Paul Earle and Ellen Rudnick take some time at the Gleacher Center of University of Chicago to share their philanthropic plan for One Hope United.

As states’ funding of child care and availability of certain services remain in flux, One Hope United’s work becomes even more vital to improving the future of children and families in the communities it serves.  That is why the agency is honored to have so many committed donors who both believe in the work that it does and continue to generously support its programs and sustainability.  These donors include One Hope United board member Paul Earle.  He and his spouse Ellen Rudnick recently gave the agency a gift of $50,000, one of the largest from individuals in the organization’s history.

“We wanted to focus our gift on the longer-term health of a nonprofit organization,” said Earle. “Most nonprofits live day to day especially when the economy is dreadful.”  The retired Spencer Stuart senior leader  has served on the One Hope United board since 2005, and as he and Rudnick focus their efforts on philanthropy and strategic giving, they have found that One Hope United lines up perfectly with their desire to give to agencies that focus on children and families and to support well-managed, sustainable organizations with great outcomes.“There are so many overwhelming problems in the world,” says Ellen Rudnick, Executive Director and Clinical Professor of the Polsky Center for Entrepreneurship at the University of Chicago Booth School of Business.  “We take solace in knowing that by donating to One Hope United, we’re impacting one child and family at a time, right here in our own community.” Earle and Rudnick decided to makeone large joint gift to One Hope United’s Capital Reserve Fund, instead of spreading a number of smaller gifts to a number worthy non-profit organizations.  The couple wanted to make a more resonant impact, and the reserve fund allows the agency to expand and remain sustainable.

“Sustainability is extremely important for the future of nonprofits,” said Rudnick. “Organizations need new revenue models to couple with the social mission of their enterprise.  Nonprofits can’t just rely on grants, government funds and direct mail campaigns to those who have given in the past.

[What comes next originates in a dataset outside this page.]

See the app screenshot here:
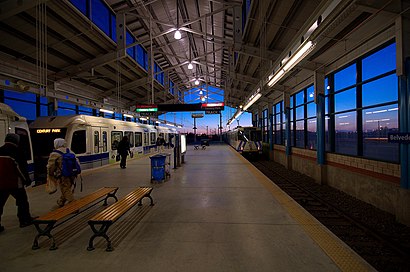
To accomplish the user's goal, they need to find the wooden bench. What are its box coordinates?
[87,187,154,251]
[31,187,118,250]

As individual donors, we can help set nonprofits off on the right path with strategic giving and guidance.”

Earle and Rudnick said they admired the fiscal responsibility and accountability of One Hope United, but even more important in motivating them to give was the desire to sustain these programs as the state of government funding is uncertain. The majority of One Hope United’s services, such as early education, foster care and child/family counseling, are underwritten by government funds.  As state deficits grow, funding for these programs shrinks.“What’s going to happen to these children down the road when the state stops paying?” asked Earle. “Starting the Capital Reserve Fund helps ensure that the great outcomes currently being achieved by One Hope United can continue into the future.”